· ✦ · ✦ ·
✦ · ⚡ · ✦
░░▒▓████▓▒░░
▒▓█▀ ▀█▓▒
▓█ ◆ ◆ █▓
██ ╲ ╱ ██
▓█ ═══⚒═══ █▓
▒▓█▄ ▄█▓▒
░░▒▓████▓▒░░
▓██▓
╔═══╧══╧═══╗
║ THE FORGE ║
╚══════════╝
▄▄████████████▄▄
▀▀▀▀▀▀▀▀▀▀▀▀▀▀▀▀
A task loop with KPI guardrails for Claude Code and Codex/manual workflows.
Forge is a protocol plus adapters. It takes open-text software tasks, keeps coverage/speed/quality as guardrails, records state across iterations, and runs until the work is honestly done or you stop it.
You: /forge "password reset flow" --done-when "users can request and complete a reset end-to-end" --coverage 90 --speed -30%
Forge: Measuring baseline... 85.2% coverage, 120s
Success contract: password reset works end-to-end
Strategy: coverage-push → 15 tests for edge cases
85.8% (+0.6%), 118s (-2s) ✓
...iterates until task success and KPI targets are both satisfied...
Forge is for cases where plain prompting is too loose but a full agent framework is too heavy.
- Give it a task
- optionally say what "done" means
- keep tests, coverage, speed, and quality in view
- iterate with recorded state instead of re-explaining yourself every round
The portable part of the system:
- iteration protocol (Orient → Measure → Evaluate → Decide → Execute → Verify → Record → Complete)

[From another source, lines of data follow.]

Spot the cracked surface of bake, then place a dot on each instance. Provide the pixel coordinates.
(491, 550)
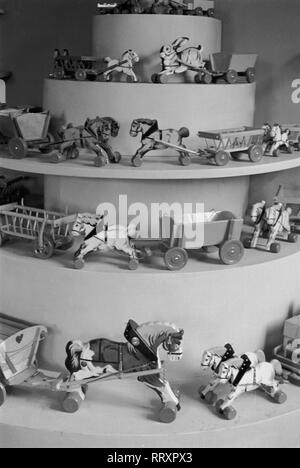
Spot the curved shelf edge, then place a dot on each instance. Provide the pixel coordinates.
(153, 169)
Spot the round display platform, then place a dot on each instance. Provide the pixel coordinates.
(197, 107)
(146, 34)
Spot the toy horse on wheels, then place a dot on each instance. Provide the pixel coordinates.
(99, 237)
(140, 357)
(152, 138)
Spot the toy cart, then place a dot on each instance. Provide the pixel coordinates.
(19, 345)
(31, 131)
(220, 229)
(289, 353)
(48, 230)
(221, 144)
(228, 67)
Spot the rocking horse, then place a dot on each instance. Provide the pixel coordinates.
(270, 223)
(99, 237)
(139, 357)
(245, 377)
(152, 138)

- task-driven success contract with optional explicit
done_when - state format and autoregressive memory
- KPI targets (coverage, speed, quality)
- strategy selection and stagnation handling
- lessons and ideas backlog
The bundled runtime adapter in this repo:
/forgecommand/forge-cancelcommand/forge-statuscommandagents/forge.mdhooks/stop-hook.sh- install script that wires those assets into
~/.claude/
The bundled Codex/manual adapter in this repo:
install-codex.shdrivers/codex/bin/forge-initdrivers/codex/bin/forge-continuedrivers/codex/bin/forge-canceldrivers/codex/bin/forge-status.codex/forge/state layout for per-project sessions- shared shell state helpers reused across drivers
Both drivers are first-class. The difference is automation depth: Claude gets hook-driven iteration; Codex gets manual driver scripts that print the next prompt and manage session state.

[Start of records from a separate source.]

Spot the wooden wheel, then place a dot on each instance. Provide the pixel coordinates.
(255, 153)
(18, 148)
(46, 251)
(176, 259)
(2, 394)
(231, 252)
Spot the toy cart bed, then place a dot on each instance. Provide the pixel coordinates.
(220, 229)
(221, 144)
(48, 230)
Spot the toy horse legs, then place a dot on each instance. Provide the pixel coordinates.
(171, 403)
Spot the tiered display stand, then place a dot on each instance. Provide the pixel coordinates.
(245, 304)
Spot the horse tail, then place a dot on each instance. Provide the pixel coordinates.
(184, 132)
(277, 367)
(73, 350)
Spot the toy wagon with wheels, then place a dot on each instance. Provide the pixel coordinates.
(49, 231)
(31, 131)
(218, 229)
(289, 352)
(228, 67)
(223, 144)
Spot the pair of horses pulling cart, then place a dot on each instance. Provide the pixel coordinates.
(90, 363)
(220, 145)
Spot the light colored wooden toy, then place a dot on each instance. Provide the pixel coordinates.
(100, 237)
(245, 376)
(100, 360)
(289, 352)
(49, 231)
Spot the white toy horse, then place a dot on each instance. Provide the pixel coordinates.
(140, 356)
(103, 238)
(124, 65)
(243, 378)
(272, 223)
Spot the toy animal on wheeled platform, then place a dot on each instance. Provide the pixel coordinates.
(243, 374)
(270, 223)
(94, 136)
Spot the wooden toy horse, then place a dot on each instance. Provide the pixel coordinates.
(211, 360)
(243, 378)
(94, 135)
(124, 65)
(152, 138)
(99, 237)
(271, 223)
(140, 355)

| Environment | Status | What is actually shipped |
|---|---|---|
| Claude Code | First-class | Command, agent, stop-hook driver, installer |
| Codex CLI | First-class manual driver | Install script, forge-init, forge-continue, forge-cancel, project-local state |
| Other agents / plain shell | Protocol-only | Reuse the protocol and state model manually |
Forge is not claiming native parity across agent runtimes. It ships two real drivers with different control surfaces.
Forge is not pretending to emerge from nowhere.

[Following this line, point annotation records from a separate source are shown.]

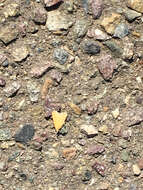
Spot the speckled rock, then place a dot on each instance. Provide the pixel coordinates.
(131, 15)
(39, 14)
(110, 22)
(12, 88)
(106, 66)
(19, 52)
(90, 47)
(57, 21)
(114, 47)
(97, 8)
(100, 168)
(89, 130)
(121, 31)
(7, 36)
(11, 10)
(137, 5)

- Ralph Wiggum — Geoff Huntley gave the core loop shape: fresh context, file-backed iteration, and the willingness to let simple loops do real work.
- autoresearch — Andrej Karpathy reinforced the deletion bias, binary keep/discard discipline, and the value of tiny, explicit skills.
- pi-autoresearch — Tobi Lutke and David Cortes pushed the pattern toward measurable software work beyond ML and made the backlog / measurement story sharper.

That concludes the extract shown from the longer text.